Bounpep stressed that under the B&R initiative, hydropower projects in Laos, including the Nam Ou dam, are in line with the Laotian government's strategy to transform the country's rich hydroelectric resources into a "storage battery for Southeast Asian countries."
Last year, PowerChina's subsidiary in Laos signed electricity transmission agreements with neighboring countries, such as Malaysia and Singapore, and construction of new electricity lines is underway, Bounpep noted.
During the interview, those foreign workers also praised the benefits that the B&R initiative has brought to their home countries.
"Previously in Pakistan, economic growth was centered on big cities, but the B&R initiative is spreading the seeds of growth to [other] cities along the routes. For example, the Gwadar port, constructed in a quick manner, has now spurred the development of four neighboring Pakistani cities," Raheem said.

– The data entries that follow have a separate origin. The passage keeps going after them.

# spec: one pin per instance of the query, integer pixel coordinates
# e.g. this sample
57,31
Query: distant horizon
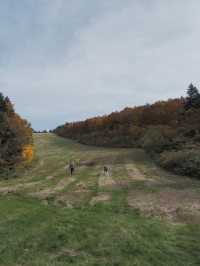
92,116
64,61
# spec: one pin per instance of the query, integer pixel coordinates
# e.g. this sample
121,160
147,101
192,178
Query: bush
185,162
158,138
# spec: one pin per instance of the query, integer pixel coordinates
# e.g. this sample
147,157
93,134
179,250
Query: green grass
34,233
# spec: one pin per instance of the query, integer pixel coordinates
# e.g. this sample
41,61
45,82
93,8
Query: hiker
105,170
71,168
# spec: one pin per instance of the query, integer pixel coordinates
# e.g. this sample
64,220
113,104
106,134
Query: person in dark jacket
71,168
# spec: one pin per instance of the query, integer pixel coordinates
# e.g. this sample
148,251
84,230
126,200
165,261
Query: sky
67,60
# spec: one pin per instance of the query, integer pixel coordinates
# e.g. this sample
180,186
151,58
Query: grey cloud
68,60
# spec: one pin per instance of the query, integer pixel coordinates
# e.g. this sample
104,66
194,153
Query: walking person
105,170
71,168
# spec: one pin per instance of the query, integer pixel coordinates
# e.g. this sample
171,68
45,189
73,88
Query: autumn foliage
125,128
16,143
168,130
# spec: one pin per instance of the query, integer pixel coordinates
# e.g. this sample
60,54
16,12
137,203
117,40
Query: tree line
168,130
16,142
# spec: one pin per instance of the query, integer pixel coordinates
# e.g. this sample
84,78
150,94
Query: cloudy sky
65,60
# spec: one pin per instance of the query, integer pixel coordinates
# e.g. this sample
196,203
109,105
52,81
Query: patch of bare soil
134,173
15,188
49,177
81,187
48,192
106,181
102,197
175,205
66,252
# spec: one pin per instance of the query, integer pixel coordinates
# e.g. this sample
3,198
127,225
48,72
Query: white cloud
117,54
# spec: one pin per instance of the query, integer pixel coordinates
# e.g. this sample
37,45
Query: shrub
158,138
185,162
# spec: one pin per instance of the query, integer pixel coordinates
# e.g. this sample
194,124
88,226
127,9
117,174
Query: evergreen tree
193,99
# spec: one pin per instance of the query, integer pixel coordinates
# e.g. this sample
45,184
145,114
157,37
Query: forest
168,130
16,142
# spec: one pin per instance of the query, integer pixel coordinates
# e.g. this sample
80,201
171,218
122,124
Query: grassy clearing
80,222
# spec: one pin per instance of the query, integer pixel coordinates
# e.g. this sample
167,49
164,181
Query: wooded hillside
16,143
168,130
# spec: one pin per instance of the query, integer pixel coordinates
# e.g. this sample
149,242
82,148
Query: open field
138,215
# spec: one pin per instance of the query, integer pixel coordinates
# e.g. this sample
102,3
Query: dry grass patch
102,197
175,205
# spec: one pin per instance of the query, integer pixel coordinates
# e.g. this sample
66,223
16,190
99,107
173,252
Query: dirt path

The other foreign workers also took note of Chinese speed and standards. "After the 8.1-magnitude earthquake in Nepal in April 2015, the hydropower stations were one of the few projects to quickly resume production. And construction of the projects only took about three years, compared with seven to eight years proposed by firms from other countries… the speed is amazing," Shisupal said, noting that the locals are also speaking highly of those projects.

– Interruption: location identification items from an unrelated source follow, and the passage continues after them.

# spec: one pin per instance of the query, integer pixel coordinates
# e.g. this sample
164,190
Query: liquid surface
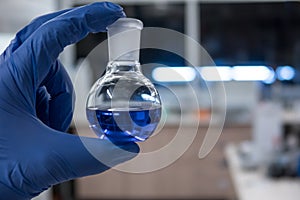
136,124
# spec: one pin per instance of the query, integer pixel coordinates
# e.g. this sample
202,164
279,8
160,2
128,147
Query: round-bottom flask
123,105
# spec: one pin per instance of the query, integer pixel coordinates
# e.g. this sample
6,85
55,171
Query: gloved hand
36,103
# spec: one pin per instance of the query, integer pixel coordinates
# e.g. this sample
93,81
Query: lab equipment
36,106
123,105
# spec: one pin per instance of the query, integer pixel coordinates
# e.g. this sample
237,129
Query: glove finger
62,97
24,33
65,157
31,62
42,105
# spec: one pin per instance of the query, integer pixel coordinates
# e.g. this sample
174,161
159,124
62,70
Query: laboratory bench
187,178
255,184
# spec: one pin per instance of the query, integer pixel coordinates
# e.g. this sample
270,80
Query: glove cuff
10,194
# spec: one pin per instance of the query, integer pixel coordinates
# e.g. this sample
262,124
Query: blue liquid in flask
124,124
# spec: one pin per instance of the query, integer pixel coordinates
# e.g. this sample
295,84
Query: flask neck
123,66
124,39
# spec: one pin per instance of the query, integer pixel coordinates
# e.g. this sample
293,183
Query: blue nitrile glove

"[Those projects] provided a chance for us to learn Chinese standards and new tech know-hows as well as breed our own talents," Raheem said.
Sheng noted that unlike the models adopted by Western companies, Chinese firms usually adopt the strategy of "hiring locally" to carry out B&R-related projects. "We know that showing a local how to fish does more than catching and giving fish to them. That is a more sustainable way to promote economic development."